Orozco L, Friedman K, Chávez M, Lezana J L, Villarreal M T, Carnevale A
Departamento de Investigación en Genética Humana, Instituto Nacional de Pediatría, Mexico City, Mexico.
Am J Med Genet. 1994 Jun 1;51(2):137-9. doi: 10.1002/ajmg.1320510210.

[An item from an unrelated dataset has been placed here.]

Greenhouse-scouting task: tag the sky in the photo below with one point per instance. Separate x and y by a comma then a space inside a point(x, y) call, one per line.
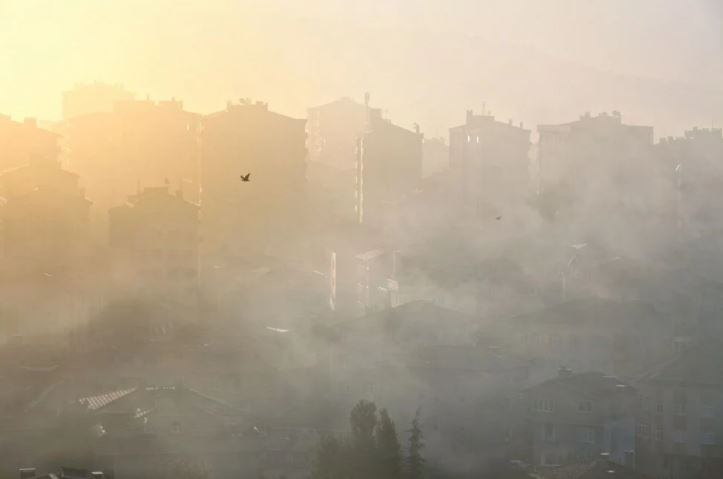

We describe a compound heterozygous delta-F508/delta-I507 cystic fibrosis patient. Molecular analysis by polymerase chain reaction (PCR)-mediated site-directed mutagenesis showed the 219 bp fragment observed in delta-F508 homozygotes. The father showed a delta-F508 heterozygous pattern while the mother and sister showed a normal pattern. There were four possibilities to explain these results: a) the patient was a delta-F508/delta-I507 compound heterozygote, because the delta-I507 allele fails to amplify when analyzed with delta-F508 primers due to a double mismatch between the primers and template; b) uniparental isodisomy; c) nonmaternity; and d) sample processing mix-up. We then tested for the delta-I507 mutation using specific primers with a single base mismatch, and we found that the patient was in fact a compound heterozygote who inherited the delta-F508 mutation from the father and the delta-I507 from the mother. We underscore the need to detect this rare deletion in patients showing a delta-F508 homozygous pattern when one parent, particularly the father, is a noncarrier.
我们描述了一名患有复合杂合性Δ-F508/Δ-I507囊性纤维化的患者。通过聚合酶链反应(PCR)介导的定点诱变进行的分子分析显示,在Δ-F508纯合子中观察到219 bp的片段。父亲表现为Δ-F508杂合模式,而母亲和妹妹表现为正常模式。有四种可能的情况来解释这些结果:a)患者是Δ-F508/Δ-I507复合杂合子,因为由于引物与模板之间的双重错配,当用Δ-F508引物分析时,Δ-I507等位基因无法扩增;b)单亲二体同二型;c)非母系遗传;d)样本处理混淆。然后,我们使用具有单个碱基错配的特异性引物检测Δ-I507突变,结果发现该患者实际上是一名复合杂合子,从父亲那里继承了Δ-F508突变,从母亲那里继承了Δ-I507突变。我们强调,当父母一方(尤其是父亲)为非携带者时,对于表现出Δ-F508纯合模式的患者,有必要检测这种罕见的缺失。